Question

Given two displacement vectors →A=(3.00ˆi−4.00ˆj+4.00ˆk)m and →B=(2.00ˆi+3.00ˆj−7.00ˆk)m, find the displacements and their magnitudes for (a) →C=→A+→B and (b) →D=2→A−→B.

a) →C: (5.00ˆi−1.00ˆj−3.00ˆk) m, Magnitude: 5.916 m; →D: (4.00ˆi−11.00ˆj+15.00ˆk) m, Magnitude: 18.028 m
b) →C: (6.00ˆi−1.00ˆj−3.00ˆk) m, Magnitude: 6.928 m; →D: (5.00ˆi−10.00ˆj+10.00ˆk) m, Magnitude: 14.730 m
c) →C: (6.00ˆi−1.00ˆj−3.00ˆk) m, Magnitude: 7.616 m; →D: (4.00ˆi−9.00ˆj+13.00ˆk) m, Magnitude: 15.620 m
d) →C: (5.00ˆi−1.00ˆj−3.00ˆk) m, Magnitude: 6.708 m; →D: (3.00ˆi−10.00ˆj+12.00ˆk) m, Magnitude: 14.422 m

Answer 1

The high school physics problem involves determining the resultant displacement vectors →C and →D by vector addition and subtraction, and subsequently finding their magnitudes using the Pythagorean theorem in three-dimensional space.

Step-by-step explanation:

The question is related to the addition and subtraction of displacement vectors, and the calculation of their magnitudes in the subject of Physics for a high school level student. Vector addition is done by adding the corresponding components of the vectors, whereas for vector subtraction, components of one vector are subtracted from the respective components of the other vector. The magnitude of a vector is found using the Pythagorean theorem for the three-dimensional space, which is the square root of the sum of the squares of its components.

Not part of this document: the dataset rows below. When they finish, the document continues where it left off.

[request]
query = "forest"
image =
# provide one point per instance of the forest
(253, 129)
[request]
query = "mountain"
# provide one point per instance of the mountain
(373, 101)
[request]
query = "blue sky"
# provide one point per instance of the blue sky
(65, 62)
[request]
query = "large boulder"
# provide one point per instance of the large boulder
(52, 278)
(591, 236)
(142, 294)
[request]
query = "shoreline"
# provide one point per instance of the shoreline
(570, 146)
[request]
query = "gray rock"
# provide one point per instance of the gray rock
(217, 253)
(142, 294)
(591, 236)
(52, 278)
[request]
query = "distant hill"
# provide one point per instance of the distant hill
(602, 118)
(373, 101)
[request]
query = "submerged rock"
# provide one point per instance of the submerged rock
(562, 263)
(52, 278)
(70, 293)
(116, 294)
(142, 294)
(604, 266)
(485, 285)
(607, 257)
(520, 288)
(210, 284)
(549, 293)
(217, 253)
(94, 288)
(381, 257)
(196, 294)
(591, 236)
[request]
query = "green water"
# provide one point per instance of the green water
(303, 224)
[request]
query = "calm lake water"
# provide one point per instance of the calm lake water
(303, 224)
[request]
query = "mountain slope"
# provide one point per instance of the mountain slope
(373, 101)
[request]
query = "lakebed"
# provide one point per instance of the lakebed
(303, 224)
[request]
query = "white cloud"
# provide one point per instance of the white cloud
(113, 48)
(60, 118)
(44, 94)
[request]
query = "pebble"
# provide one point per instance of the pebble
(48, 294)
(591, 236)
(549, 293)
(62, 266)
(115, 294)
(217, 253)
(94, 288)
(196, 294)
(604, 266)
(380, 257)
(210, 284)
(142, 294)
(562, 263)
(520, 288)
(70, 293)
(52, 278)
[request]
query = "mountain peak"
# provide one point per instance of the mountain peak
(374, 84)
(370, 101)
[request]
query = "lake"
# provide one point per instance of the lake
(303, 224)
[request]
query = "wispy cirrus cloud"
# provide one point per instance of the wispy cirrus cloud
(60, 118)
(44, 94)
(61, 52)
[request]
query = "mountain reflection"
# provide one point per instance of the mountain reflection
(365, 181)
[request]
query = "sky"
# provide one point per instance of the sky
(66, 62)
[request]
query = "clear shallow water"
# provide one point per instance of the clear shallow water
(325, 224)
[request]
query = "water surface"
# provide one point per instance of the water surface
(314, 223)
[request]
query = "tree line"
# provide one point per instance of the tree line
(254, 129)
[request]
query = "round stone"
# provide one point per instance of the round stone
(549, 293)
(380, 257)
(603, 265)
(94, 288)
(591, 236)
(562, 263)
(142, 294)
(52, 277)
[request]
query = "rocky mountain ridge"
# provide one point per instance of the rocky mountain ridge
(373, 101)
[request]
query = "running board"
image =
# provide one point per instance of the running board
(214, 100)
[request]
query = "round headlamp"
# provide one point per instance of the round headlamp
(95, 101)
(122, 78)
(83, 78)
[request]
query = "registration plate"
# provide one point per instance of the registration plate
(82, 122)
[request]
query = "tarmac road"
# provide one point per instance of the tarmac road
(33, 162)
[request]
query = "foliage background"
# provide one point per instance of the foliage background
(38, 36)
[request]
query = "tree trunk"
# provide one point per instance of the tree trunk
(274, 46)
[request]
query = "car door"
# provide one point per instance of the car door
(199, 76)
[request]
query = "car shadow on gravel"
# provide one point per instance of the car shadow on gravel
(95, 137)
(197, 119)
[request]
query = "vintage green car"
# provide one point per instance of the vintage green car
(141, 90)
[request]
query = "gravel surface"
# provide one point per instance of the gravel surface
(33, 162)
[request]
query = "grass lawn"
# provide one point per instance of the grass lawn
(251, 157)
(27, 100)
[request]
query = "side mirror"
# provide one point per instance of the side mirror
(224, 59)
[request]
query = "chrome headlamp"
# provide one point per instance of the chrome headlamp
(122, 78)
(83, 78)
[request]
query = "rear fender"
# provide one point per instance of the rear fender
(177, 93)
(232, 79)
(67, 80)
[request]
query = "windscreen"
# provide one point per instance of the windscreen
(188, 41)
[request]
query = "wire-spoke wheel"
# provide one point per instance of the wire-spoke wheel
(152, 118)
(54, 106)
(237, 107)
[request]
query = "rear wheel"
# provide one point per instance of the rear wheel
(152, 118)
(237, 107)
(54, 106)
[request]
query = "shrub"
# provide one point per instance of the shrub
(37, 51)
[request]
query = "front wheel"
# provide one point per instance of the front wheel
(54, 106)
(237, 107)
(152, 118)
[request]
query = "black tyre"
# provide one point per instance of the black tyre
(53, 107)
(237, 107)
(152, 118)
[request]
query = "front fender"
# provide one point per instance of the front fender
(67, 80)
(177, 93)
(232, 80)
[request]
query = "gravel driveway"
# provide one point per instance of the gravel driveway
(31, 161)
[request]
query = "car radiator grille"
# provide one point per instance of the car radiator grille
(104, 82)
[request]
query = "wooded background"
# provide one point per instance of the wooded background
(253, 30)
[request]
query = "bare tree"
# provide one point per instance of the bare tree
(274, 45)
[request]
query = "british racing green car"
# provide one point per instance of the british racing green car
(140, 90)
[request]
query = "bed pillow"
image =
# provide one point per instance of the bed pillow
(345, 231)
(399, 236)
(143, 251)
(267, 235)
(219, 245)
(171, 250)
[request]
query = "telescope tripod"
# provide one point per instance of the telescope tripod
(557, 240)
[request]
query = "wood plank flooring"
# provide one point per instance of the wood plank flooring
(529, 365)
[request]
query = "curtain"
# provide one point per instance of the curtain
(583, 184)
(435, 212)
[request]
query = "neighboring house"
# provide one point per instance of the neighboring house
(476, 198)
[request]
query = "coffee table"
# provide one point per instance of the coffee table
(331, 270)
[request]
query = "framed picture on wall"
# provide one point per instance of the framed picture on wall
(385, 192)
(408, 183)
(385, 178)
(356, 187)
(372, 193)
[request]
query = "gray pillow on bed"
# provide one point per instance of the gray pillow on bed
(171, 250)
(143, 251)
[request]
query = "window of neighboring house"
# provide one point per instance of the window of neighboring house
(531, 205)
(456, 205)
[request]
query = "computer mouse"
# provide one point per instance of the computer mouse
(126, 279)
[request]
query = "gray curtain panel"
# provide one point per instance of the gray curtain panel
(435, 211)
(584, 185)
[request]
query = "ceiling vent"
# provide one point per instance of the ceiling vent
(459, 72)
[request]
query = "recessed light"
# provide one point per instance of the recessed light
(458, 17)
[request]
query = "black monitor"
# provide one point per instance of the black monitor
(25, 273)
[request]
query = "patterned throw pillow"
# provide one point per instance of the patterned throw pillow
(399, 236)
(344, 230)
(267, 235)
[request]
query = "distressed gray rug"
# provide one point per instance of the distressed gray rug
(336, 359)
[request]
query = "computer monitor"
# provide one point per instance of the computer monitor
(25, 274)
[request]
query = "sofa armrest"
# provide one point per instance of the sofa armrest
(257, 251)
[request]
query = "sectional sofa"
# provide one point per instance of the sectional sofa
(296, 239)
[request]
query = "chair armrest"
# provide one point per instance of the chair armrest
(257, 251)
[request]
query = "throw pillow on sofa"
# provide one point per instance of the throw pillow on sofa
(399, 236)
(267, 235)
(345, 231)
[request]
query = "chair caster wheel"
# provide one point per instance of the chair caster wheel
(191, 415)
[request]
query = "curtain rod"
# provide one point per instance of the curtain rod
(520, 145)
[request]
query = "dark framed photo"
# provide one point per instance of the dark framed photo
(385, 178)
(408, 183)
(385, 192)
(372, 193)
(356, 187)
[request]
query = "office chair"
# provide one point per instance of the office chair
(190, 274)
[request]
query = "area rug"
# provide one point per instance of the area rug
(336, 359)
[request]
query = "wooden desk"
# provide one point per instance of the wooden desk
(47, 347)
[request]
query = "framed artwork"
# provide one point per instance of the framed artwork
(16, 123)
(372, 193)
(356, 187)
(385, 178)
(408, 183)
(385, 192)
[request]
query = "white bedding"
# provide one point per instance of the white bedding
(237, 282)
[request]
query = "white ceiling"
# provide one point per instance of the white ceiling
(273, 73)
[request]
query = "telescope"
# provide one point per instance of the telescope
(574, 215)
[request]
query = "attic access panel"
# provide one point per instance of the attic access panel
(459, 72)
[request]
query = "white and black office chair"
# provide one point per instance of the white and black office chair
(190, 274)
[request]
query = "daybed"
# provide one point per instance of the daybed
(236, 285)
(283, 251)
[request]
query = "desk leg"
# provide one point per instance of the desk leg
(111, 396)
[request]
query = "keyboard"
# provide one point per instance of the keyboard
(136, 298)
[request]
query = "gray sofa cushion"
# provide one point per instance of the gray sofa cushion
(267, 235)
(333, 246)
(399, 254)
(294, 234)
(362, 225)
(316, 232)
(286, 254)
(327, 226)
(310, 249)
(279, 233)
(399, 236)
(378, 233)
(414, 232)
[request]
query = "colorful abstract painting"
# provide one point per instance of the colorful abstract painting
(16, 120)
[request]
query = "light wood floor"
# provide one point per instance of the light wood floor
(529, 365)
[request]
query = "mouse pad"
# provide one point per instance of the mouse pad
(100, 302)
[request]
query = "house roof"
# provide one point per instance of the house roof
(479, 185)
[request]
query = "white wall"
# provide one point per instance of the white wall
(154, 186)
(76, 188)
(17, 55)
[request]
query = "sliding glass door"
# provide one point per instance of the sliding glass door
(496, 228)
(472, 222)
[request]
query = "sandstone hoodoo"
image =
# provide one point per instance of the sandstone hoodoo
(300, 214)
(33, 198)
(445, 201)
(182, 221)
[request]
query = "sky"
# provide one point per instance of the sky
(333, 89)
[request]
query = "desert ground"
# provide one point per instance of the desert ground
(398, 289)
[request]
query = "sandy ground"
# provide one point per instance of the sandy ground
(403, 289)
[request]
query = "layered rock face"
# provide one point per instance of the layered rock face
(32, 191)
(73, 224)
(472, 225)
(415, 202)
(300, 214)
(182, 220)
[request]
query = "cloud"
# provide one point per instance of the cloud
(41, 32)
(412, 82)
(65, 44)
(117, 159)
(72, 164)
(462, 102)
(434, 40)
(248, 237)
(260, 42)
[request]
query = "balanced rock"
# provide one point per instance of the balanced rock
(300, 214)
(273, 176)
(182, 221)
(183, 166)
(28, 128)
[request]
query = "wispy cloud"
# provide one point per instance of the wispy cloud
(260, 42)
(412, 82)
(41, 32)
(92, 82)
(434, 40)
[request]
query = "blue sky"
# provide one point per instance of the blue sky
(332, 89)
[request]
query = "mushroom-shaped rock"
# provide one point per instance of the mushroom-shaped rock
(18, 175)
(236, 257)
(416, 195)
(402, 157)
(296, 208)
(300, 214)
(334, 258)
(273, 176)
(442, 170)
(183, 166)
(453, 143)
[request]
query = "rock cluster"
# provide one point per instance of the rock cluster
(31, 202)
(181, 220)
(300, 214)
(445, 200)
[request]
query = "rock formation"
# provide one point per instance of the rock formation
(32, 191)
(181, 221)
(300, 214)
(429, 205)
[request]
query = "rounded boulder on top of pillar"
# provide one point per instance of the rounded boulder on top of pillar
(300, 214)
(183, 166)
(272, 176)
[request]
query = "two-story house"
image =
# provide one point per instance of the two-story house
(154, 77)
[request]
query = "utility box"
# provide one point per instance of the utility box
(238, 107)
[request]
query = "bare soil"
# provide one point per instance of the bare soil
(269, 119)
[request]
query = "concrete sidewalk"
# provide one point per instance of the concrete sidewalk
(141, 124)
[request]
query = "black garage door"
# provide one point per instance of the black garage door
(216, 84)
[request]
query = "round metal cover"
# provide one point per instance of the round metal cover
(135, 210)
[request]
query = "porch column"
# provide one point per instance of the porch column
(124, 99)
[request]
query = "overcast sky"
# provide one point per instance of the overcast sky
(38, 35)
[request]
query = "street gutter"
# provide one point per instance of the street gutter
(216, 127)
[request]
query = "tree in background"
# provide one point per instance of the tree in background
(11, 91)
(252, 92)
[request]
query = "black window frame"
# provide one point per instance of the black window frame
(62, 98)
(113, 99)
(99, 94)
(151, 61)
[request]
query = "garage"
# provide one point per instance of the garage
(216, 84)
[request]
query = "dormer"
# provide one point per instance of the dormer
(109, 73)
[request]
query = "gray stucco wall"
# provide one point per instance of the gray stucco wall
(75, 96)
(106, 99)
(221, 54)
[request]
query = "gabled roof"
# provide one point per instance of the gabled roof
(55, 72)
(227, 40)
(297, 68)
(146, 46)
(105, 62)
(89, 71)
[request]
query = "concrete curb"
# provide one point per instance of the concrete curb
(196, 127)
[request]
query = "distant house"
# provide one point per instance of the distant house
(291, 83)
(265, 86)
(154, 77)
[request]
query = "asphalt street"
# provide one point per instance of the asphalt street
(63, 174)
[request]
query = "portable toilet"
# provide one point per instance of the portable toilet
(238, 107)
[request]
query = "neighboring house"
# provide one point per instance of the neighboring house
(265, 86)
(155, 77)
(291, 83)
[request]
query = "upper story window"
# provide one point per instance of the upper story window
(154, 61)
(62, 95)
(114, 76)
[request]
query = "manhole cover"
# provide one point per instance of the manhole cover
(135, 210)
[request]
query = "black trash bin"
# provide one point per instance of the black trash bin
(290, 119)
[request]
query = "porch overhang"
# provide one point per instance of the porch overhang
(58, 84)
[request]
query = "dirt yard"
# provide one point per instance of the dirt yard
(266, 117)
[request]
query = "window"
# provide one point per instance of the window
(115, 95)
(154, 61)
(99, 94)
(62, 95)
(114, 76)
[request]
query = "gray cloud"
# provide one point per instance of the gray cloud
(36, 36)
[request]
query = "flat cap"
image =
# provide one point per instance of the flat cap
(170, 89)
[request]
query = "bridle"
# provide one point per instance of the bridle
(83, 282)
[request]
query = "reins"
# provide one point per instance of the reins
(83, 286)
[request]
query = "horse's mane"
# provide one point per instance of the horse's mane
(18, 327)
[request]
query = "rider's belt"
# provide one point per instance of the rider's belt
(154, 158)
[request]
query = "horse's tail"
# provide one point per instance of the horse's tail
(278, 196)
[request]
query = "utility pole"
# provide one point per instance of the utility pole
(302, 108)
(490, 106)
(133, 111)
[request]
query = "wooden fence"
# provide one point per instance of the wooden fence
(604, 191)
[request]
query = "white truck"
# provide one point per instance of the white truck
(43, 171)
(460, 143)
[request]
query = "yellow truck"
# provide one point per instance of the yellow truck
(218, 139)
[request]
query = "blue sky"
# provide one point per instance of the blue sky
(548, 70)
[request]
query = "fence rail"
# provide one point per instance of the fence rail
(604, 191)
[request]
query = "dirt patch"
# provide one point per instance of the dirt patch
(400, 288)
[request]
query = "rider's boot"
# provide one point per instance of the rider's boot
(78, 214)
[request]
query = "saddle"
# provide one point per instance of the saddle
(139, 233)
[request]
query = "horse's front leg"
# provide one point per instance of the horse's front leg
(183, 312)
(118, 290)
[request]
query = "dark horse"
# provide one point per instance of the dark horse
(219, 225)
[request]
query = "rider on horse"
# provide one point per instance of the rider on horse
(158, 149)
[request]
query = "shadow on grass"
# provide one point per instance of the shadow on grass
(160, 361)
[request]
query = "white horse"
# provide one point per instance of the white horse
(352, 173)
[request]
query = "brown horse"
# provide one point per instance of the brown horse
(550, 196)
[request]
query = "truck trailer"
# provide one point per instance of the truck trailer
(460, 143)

For vector →C=→A+→B, addition is performed by adding each i, j, and k component of vectors →A and →B. For vector →D=2→A-→B, each component of →B is subtracted from twice the respective component of →A. After determining the vector components, their magnitudes are calculated as sqrt(Cx^2+Cy^2+Cz^2) and sqrt(Dx^2+Dy^2+Dz^2) respectively.